Paleo and low-carb diets: what the science says
A ketogenic diet is the most extreme form of ‘low-carb’ and is an eating plan that is very low in carbohydrate and very high in fat. It was originally designed to treat diabetes and epilepsy and still plays a role in the treatment of severe, treatment-resistant epilepsy with high rates of seizure control. The basic premise is that if the body does not have access to glucose, glycogen stores will be used up and the body will turn to an alternative fuel called ketones, which are produced to meet the body’s energy needs. It is a popular approach currently for weight loss. Stored fat is utilised for energy as there is limited availability of glucose/glycogen and hence weight loss occurs. True ketogenic diets have <5% of calories (around 20–25g per day of carbohydrates) from carbohydrates. More recent versions for weight loss have 5–20% of calories from carbohydrates. These diets have a potential for nutritional deficiencies due to the lack of whole plant foods — folate, vitamin C and K, magnesium, fibre. There are certainly some short term benefits for weight loss and diabetes control and with this some improvement in metabolic markers in the blood. However, the long-term data does not support this diet pattern as a healthy option, with a long list of complications, including increased risk of heart disease, cancer and increased mortality.

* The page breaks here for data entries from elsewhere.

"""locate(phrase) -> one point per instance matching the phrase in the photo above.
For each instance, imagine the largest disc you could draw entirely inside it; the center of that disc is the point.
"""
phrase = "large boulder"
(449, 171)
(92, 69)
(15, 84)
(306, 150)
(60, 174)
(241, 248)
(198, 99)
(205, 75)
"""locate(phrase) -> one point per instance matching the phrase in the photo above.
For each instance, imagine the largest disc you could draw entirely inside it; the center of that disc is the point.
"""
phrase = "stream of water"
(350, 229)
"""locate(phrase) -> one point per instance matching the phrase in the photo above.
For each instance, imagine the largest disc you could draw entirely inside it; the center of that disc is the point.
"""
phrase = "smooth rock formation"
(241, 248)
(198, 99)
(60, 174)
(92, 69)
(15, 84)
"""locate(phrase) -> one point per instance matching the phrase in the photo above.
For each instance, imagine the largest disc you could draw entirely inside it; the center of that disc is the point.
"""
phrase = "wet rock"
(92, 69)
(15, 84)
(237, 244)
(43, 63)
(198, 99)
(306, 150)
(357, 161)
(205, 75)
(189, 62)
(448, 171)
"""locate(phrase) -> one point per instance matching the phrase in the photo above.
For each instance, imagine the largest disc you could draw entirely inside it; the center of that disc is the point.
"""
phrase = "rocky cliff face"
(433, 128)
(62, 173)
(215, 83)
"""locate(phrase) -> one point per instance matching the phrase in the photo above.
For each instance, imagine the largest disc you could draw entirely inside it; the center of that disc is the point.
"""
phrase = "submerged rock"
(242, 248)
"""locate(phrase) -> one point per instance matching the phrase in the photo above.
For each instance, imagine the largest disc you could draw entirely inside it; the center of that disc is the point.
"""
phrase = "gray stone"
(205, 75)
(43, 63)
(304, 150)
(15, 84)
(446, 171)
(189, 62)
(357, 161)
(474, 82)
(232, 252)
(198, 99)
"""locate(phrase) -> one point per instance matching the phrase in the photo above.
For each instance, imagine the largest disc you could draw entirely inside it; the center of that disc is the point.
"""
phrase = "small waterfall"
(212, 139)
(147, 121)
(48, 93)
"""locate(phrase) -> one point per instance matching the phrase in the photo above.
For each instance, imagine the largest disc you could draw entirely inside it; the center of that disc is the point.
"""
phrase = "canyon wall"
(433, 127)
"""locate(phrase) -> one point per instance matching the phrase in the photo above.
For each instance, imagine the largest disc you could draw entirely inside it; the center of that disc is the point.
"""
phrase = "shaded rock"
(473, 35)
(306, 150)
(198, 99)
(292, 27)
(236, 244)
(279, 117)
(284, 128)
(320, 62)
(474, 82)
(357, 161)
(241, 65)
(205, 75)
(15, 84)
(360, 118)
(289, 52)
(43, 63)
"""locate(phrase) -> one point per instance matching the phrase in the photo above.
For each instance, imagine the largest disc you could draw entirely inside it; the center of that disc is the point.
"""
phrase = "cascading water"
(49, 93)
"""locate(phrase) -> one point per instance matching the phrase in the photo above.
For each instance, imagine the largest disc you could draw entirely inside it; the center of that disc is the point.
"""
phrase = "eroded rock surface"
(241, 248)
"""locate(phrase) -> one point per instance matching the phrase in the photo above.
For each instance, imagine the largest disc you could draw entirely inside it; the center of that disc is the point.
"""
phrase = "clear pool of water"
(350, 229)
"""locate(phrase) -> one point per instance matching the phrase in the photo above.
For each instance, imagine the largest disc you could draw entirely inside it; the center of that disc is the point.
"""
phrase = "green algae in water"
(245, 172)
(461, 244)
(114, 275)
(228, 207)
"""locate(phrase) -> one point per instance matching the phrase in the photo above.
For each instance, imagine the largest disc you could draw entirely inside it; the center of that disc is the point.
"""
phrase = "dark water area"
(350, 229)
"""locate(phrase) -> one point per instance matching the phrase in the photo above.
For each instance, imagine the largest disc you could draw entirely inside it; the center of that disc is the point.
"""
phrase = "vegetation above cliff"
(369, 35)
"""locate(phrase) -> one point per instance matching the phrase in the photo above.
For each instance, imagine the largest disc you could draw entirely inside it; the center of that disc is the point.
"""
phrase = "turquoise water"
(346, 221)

It is unfortunate, in my view, that the UK continues to promote low-carbohydrate diets for the treatment of type 2 diabetes. I agree that the short-term data are compelling, partly because patients are encouraged to give up refined sugar and grains, resulting in reduced calorie intake and weight loss, which improves blood sugar control. In fact, any diet that results in weight loss will have benefits for diabetes control with the potential for remission. However, to exclude carbohydrates from whole plant foods, including whole grains, fruits and beans is storing up longer term problems.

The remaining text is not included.